SOURCE: “Madoff investor agrees deal to forfeit $625m to Ponzi victims” Financial Times 12/8/10 p 1.

Rent seeking – how our legal system transfers wealth to itself

Wikipedia defines rent-seeking this way: “In economics, rent seeking occurs when an individual, organization or firm seeks to earn income by capturing economic rent through manipulation or exploitation of the economic or political environment, rather than by earning profits through economic transactions and the production of added wealth.”

Our legal system is much like the ancient cities that sprang up around pharaohs’ tombs in Egypt. All kinds of middle-class craftspersons such as sculptors, artists, embalmers, retail business persons who served their needs, and slaves were paid for from the coffers of the families of the dead pharaohs.

All kinds of people are paid when wealth is transferred from defendants to plaintiffs in lawsuits or vice versa. And much of it appears to be a form of rent-seeking

Transcribers of depositions, printers, expert witnesses, process servers, and exhibit-makers and the courts themselves all get paid off. Only in the legal system does a copy of a page cost twenty-five cents, or a transcription of a four hour conversation run $1000 a copy. And everyone involved in the case gets tons of copies, The number of trees wasted each year is mind-boggling.

Only the legal profession can afford to pay “experts” retainers of $5,000, $10,000 even $20,000 in addition to hundreds more per hour for any actual work done by those experts. A report or testimony in court from one of those experts can run even more thousands of dollars. Courts get their cut too from not only from trial expenses but also with fees levied when plaintiffs refuse to settle and then lose a case. The average costs in legal cases runs around $300,000 to pay all of these people.
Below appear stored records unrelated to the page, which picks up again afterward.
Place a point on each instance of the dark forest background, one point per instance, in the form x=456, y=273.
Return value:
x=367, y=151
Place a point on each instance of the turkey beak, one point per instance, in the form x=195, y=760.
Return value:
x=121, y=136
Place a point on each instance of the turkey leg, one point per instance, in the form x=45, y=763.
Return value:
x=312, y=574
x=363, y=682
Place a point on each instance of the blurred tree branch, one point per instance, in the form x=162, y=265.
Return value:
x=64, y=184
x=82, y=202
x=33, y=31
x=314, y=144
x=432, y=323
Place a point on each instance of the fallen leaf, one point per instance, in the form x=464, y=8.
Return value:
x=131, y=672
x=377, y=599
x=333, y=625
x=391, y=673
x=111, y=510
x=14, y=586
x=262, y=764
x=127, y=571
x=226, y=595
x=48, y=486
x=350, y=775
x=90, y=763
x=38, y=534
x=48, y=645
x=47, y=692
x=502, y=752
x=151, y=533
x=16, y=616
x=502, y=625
Where does this money come from? Usually from people with money, organizations with money, and insurance companies. Also, during lawsuits there are often additional “countersuits” that can be used to raise even more legal fees. Many innocent people and companies get countersued during lawsuits to raise funds for the defense.

Because Mr. Picard is going after institutions with deep pockets who were supposed to do due diligence on Mr. Madoff, Mr. Picard can go after extra money for “punitive” and “compensatory” damages. Who knows? He might even get $19.6 billion dollars. But who will get to keep that money? Which pockets will it wind up in?

The final word?

I hope Mr. Picard’s efforts raise enough money to help all the people who were “net losers” in Madoff’s scam, but I’m not counting on that. I fear the best thing that will happen is, in the future, institutions who are supposed to do “due diligence” will think twice before taking that enticing 40 percent kickback, uh, I mean “fee” for their services from people like Bernie Madoff.